Martha was seven months’ pregnant and wasn’t a big fan of mine. She didn’t like it that her upstanding citizen of a husband associated with a wretch like me.
“I’ll get Danny,” she said, and she slammed the phone down hard enough to make it sound like a gunshot. A second later, he got on the line.
“Pearce.”
“Danny, how are you?”
“Christ,” he said, “I’m freaking out, Marley. I need a cigarette.”
“No you don’t. You can’t be smokin’ around the, uh, embryo and all that, you know what I mean?”
“It’s not an embryo, Marley. She is a fucking baby.”
“Sorry.”
“Is this why you called? To torture me?”
“I just wanted to say hi.”
“Hi.”
“There’s a girl that disappeared in Edenburgh the other night.”
“Do you want to confess?”
“It was in the papers today. Did you hear about it?”
“No. You got a funny feeling about it?”
“Yeah.”
“Your funny feelings scare me, Marley.”
“On that note, I was also thinking about the Bill Parker thing. How are you feeling about the Bill Parker thing?”
“How am I feeling about the Bill Parker thing? I don’t know how I’m feeling about the Bill Parker thing. It pisses me off that things have to be so damn complicated sometimes.”
“I know. It makes your head hurt, doesn’t it?”

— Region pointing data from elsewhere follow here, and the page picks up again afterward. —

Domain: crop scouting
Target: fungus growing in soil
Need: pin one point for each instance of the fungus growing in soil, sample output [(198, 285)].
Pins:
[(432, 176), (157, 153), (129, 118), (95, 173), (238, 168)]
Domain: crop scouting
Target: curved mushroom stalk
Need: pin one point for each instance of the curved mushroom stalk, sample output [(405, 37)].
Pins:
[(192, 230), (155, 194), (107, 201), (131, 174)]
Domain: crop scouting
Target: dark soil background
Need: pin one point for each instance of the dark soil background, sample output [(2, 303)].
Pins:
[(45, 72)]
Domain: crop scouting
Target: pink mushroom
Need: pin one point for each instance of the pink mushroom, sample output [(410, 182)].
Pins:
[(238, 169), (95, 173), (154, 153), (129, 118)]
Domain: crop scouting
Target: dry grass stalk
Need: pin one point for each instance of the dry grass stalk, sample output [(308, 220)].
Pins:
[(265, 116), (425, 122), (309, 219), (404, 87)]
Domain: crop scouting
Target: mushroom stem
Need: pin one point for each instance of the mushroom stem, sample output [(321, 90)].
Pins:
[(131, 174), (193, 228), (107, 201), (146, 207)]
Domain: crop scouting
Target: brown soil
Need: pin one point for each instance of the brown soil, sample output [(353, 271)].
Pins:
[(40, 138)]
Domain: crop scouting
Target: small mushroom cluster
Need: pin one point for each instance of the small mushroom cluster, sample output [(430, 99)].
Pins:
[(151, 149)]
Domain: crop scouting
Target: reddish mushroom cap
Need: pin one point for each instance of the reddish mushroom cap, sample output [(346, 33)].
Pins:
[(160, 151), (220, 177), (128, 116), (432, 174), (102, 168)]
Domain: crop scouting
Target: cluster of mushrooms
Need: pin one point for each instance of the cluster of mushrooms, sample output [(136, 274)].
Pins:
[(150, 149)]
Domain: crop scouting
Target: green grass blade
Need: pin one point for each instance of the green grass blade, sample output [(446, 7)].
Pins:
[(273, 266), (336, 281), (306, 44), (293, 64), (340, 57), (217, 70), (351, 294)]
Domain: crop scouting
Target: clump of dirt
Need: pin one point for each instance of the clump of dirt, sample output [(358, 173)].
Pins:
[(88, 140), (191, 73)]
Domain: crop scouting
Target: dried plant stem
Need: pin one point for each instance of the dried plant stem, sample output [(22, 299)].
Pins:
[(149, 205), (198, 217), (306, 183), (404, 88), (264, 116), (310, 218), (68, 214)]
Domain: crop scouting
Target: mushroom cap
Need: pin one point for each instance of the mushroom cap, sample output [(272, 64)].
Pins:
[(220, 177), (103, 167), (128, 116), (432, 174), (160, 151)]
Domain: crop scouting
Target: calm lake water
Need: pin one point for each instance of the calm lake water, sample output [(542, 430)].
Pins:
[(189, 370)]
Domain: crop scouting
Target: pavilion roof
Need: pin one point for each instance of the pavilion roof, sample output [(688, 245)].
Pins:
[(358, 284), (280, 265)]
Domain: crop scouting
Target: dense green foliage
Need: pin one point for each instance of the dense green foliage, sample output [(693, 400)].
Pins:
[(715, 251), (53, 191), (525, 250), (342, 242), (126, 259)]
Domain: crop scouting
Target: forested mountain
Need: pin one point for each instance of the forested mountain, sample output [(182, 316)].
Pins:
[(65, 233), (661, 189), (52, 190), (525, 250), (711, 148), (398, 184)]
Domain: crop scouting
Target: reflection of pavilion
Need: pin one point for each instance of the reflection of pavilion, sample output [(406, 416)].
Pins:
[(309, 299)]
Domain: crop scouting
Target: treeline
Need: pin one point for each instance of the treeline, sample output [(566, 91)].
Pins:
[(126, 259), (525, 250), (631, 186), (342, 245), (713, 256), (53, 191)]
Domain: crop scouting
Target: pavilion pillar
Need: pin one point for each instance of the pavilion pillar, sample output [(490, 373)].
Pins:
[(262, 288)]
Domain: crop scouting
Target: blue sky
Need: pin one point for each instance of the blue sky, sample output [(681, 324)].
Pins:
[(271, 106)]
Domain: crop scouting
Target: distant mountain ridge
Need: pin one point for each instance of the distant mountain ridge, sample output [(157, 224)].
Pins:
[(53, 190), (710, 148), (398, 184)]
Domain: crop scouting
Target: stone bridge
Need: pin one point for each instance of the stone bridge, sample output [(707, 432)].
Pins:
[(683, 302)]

“Maybe yours, but not mine.”
“Well, I was just thinking that you shouldn’t be making a mountain out of a molehill. I mean, let’s say he hit a coyote, or a bear, or some fucking thing, and he shot it. Let’s say he was in shock and unknowingly wandered into the woods where he died. Maybe he was eaten, I don’t know. But that sounds good, doesn’t
it?”
“Yeah, Marley. It sounds like Beethoven.”
“I’m serious.”
“I know what you’re saying. I’m not worried about it. We’ll see what the lab comes up with, if anything. If we were in a big city we’d have the money to play with all kinds of equipment, but we got jack. Regardless, there was no damage to the front of the car. He didn’t hit a damn thing that night.”

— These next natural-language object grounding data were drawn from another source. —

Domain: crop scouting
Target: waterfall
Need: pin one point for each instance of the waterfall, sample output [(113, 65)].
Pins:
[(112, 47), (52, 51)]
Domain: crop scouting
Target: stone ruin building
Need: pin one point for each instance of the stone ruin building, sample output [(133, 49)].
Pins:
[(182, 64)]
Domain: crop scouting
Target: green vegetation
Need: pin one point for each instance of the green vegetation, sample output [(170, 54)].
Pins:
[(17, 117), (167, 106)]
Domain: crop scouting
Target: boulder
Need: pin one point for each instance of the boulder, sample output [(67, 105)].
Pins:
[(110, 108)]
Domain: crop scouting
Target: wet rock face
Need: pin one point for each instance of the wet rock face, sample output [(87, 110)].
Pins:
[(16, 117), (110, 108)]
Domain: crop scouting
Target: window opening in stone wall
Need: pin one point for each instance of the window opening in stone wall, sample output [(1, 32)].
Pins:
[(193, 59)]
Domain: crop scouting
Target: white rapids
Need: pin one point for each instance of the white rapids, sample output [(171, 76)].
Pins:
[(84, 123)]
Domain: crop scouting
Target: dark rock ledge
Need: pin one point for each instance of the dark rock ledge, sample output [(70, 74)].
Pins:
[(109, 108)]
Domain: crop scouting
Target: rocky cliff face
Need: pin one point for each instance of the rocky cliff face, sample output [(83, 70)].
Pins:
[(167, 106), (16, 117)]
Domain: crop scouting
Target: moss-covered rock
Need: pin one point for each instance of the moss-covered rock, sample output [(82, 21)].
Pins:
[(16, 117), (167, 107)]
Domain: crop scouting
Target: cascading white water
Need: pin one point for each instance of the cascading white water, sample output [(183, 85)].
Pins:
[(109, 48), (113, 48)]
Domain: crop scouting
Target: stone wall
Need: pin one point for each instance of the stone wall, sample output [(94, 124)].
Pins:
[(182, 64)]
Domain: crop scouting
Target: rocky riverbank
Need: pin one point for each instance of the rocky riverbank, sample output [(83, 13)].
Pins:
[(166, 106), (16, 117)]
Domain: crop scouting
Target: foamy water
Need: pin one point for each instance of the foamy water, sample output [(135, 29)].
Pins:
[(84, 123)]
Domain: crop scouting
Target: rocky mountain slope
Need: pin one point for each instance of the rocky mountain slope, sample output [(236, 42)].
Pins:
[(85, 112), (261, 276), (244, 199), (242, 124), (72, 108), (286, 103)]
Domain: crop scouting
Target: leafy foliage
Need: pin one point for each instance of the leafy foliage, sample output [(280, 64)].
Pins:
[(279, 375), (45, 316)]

“I hear you,” I said. Then: “I was also thinking about something else.”
“And what would that be?”
“You remember that old lady that got run over a little while back?”
“Yeah,” Pearce said hesitantly.
“Well, I remember you telling me she was hit by a white car. You could tell because of the paint chips on her … whatever you call it. A muumuu …”
“Housedress, Marley. Normal people call it a housedress.”
“Bill Parker had a white car. Since you have his car, you ought to test it, you know what I mean?”
“Yeah, Marley, I’ll do that first thing in the morning.”
“C’mon, man …”
“This isn’t some sprawling metropolis we’re living in here. We don’t have the money to have every little thing tested and analyzed because we feel like it. Listen, I gotta go. I’ll see you at the diner.”
“It’s not a …”
He had already hung up.
I put the phone back in its cradle and lit another cigarette now that I was off the phone. I had at least tried to tie the old lady’s death to the man who had killed her, but I wasn’t about to ruffle any feathers about it.
I did have a funny feeling about the missing girl over in Edenburgh, and it wasn’t just because I hadn’t come up with a target for the wolf to go after the next time the full moon came around. I still had time.
I cut the article about her out of the paper and taped it up on the wall in my bedroom. Doing this with certain articles was not unusual. It didn’t bother me, because I knew no one would ever see it. I never invited anyone into the house, and anyone who tried to gain entry would be met with certain resistance.